The surprising, stunning book that took the publishing world by storm: a coming-of-age memoir of unimaginable perils and unexpected joys, steeped in the rhythms of folk tales and poetry, that is as unforgettable as it is rare--a treasure for readers. Qais Akbar Omar was born in Kabul in a time of relative peace. Until he was 7, he lived with his father, a high school physics teacher, and mother, a bank manager, in the spacious, garden-filled compound his grandfather had built. Noisy with the laughter of his cousins (with whom they lived in the typical Afghan style), fragrant with the scent of roses and apple blossoms, and rich in shady, tucked-away spots where Qais and his grandfather sat and read, home was the idyllic centre of their quiet, comfortable life. But in the wake of the Russian withdrawal and the bloody civil conflict that erupted, his family was forced to flee and take refuge in the legendary Fort of Nine Towers, a centuries-old palace in the hills on the far side of Kabul. On a perilous trip home, Omar and his father were kidnapped, narrowly escaping, and the family fled again, his parents leading their 6 children on a remarkable, sometimes wondrous journey. Hiding inside the famous giant Bamiyan Buddhas sculpture, and among Kurchi herders, Omar cobbles together an education, learning the beautiful art of carpet-weaving from a deaf mute girl, which will become the family's means of support. Against a backdrop of uncertainty, violence and absurdity, young Qais Omar weaves together a story--and a self--that is complex, colourful, and profound.

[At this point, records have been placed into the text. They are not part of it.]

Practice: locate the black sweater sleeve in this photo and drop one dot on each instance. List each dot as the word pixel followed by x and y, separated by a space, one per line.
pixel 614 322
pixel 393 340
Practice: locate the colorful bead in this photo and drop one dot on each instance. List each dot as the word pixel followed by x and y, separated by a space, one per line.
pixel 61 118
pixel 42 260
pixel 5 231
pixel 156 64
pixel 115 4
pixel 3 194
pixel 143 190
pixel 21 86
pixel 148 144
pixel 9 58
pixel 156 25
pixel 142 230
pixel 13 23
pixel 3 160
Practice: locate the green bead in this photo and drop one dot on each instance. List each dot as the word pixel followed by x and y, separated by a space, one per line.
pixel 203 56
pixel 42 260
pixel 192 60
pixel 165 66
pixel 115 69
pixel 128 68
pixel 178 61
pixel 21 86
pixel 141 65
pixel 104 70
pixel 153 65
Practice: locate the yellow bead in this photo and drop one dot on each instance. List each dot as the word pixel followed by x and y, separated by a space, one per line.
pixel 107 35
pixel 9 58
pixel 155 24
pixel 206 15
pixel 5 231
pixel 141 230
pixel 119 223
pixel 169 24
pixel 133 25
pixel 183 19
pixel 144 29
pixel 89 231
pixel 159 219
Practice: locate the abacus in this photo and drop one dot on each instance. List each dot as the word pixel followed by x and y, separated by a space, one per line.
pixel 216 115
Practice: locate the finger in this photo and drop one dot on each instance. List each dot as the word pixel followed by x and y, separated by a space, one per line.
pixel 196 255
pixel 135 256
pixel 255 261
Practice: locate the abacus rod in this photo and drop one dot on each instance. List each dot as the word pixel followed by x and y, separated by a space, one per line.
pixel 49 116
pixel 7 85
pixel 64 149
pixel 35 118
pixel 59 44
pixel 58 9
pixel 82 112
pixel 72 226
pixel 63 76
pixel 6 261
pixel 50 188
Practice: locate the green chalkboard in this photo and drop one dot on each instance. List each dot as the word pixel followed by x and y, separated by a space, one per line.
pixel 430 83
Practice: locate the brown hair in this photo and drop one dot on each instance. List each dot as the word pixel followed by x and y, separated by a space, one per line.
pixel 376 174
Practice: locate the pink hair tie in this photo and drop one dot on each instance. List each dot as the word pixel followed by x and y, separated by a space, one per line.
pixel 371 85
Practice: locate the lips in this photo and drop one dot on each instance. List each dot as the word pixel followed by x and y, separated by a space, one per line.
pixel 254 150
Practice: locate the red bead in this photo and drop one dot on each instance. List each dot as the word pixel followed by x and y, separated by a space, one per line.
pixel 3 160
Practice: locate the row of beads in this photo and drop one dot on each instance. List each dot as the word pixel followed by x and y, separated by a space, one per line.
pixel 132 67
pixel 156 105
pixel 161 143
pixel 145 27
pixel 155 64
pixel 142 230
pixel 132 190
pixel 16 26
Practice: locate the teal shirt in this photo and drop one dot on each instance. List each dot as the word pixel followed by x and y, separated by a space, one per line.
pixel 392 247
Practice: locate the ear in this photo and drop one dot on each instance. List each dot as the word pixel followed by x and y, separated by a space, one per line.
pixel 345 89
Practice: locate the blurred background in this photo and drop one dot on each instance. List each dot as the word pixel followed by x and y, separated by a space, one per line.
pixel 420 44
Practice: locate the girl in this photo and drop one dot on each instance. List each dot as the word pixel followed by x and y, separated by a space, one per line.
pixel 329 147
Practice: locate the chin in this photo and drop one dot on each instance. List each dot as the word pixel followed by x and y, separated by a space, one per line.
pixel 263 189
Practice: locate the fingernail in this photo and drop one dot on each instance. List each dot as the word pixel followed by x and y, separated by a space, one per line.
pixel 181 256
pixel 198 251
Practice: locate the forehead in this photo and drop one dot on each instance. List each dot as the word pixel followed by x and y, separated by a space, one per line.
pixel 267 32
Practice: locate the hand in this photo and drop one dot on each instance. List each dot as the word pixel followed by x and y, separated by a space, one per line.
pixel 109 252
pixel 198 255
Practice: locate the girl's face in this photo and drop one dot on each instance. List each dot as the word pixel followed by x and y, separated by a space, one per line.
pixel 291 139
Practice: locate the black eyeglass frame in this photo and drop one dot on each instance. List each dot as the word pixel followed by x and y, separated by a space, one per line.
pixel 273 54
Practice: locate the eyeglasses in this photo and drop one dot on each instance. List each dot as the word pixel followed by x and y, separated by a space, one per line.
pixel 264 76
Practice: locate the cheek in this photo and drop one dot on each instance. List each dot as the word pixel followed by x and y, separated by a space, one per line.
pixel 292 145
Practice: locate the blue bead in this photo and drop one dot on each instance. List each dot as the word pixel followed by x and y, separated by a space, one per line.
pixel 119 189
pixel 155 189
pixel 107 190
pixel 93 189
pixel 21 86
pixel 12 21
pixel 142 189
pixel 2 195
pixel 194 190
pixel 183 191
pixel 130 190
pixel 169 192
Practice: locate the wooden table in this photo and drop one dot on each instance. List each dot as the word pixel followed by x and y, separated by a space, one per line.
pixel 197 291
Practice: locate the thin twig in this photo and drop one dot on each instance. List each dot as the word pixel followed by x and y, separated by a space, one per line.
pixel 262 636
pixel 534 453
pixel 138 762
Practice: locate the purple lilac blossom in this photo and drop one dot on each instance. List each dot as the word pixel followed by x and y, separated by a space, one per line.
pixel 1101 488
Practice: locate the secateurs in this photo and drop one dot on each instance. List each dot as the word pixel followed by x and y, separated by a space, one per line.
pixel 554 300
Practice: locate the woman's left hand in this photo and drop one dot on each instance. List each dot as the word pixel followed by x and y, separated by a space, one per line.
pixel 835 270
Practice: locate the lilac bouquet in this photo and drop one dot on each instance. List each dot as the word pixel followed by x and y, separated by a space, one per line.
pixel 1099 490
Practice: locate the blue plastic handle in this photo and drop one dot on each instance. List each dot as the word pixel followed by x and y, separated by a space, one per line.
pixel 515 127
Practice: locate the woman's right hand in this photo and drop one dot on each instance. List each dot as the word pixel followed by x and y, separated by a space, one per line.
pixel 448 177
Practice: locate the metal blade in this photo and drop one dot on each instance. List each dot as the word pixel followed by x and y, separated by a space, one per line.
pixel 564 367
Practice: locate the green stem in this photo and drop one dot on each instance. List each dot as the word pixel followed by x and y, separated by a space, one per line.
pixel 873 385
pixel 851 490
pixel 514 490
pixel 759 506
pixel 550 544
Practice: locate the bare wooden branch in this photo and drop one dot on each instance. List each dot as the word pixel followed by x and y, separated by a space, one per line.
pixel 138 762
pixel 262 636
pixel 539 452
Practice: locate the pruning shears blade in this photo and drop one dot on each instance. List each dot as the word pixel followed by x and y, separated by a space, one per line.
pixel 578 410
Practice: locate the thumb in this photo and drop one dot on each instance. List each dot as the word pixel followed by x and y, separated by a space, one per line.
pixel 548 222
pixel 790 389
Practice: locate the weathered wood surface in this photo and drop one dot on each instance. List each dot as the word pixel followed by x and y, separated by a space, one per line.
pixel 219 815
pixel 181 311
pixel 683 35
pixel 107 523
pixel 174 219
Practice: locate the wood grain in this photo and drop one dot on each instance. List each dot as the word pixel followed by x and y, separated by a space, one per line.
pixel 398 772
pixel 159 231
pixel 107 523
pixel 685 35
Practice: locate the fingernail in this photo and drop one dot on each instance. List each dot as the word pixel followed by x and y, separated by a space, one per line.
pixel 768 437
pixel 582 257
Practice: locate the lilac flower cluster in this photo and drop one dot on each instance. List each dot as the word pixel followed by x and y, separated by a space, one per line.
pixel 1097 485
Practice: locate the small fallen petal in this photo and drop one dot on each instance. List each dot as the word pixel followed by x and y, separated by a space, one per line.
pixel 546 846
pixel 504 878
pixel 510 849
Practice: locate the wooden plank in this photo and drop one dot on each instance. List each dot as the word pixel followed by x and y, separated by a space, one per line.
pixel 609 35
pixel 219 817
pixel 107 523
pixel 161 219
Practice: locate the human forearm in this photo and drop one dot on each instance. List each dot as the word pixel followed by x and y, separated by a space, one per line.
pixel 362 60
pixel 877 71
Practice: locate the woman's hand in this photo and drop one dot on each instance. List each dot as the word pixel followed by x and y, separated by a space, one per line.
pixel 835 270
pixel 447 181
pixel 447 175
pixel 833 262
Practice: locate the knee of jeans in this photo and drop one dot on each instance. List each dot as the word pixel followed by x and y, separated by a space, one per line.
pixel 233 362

Let Me Tell You What I Mean

Let Me Tell You What I Mean
Author: Joan Didion
Pages: 192
ISBN: 9780593318492
Available:
Release: 2021-01-26
Editor: Knopf
Language: en

Explanation of the Book:

*A New York Times Best Seller* From one of our most iconic and influential writers: a timeless collection of mostly early pieces that reveal what would become Joan Didion's subjects, including the press, politics, California robber barons, women, and her own self-doubt. A Most Anticipated Book of 2021 from Vogue, TIME, Bustle, The New York Times and many more. These twelve pieces from 1968 to 2000, never before gathered together, offer an illuminating glimpse into the mind and process of a legendary figure. They showcase Joan Didion's incisive reporting, her empathetic gaze, and her role as "an articulate witness to the most stubborn and intractable truths of our time" (The New York Times Book Review). Here, Didion touches on topics ranging from newspapers ("the problem is not so much whether one trusts the news as to whether one finds it"), to the fantasy of San Simeon, to not getting into Stanford. In "Why I Write," Didion ponders the act of writing: "I write entirely to find out what I'm thinking, what I'm looking at, what I see and what it means." From her admiration for Hemingway's sentences to her acknowledgment that Martha Stewart's story is one "that has historically encouraged women in this country, even as it has threatened men," these essays are acutely and brilliantly observed. Each piece is classic Didion: incisive, bemused, and stunningly prescient.

The Bookseller of Kabul

The Bookseller of Kabul
Author: Asne Seierstad
Pages: 297
ISBN: 0316159417
Available:
Release: 2004-10-26
Editor: Back Bay Books
Language: en

Explanation of the Book:

The Norwegian journalist provides a portrait of a committed Muslim man and his family living in post-Taliban Kabul, Afghanistan.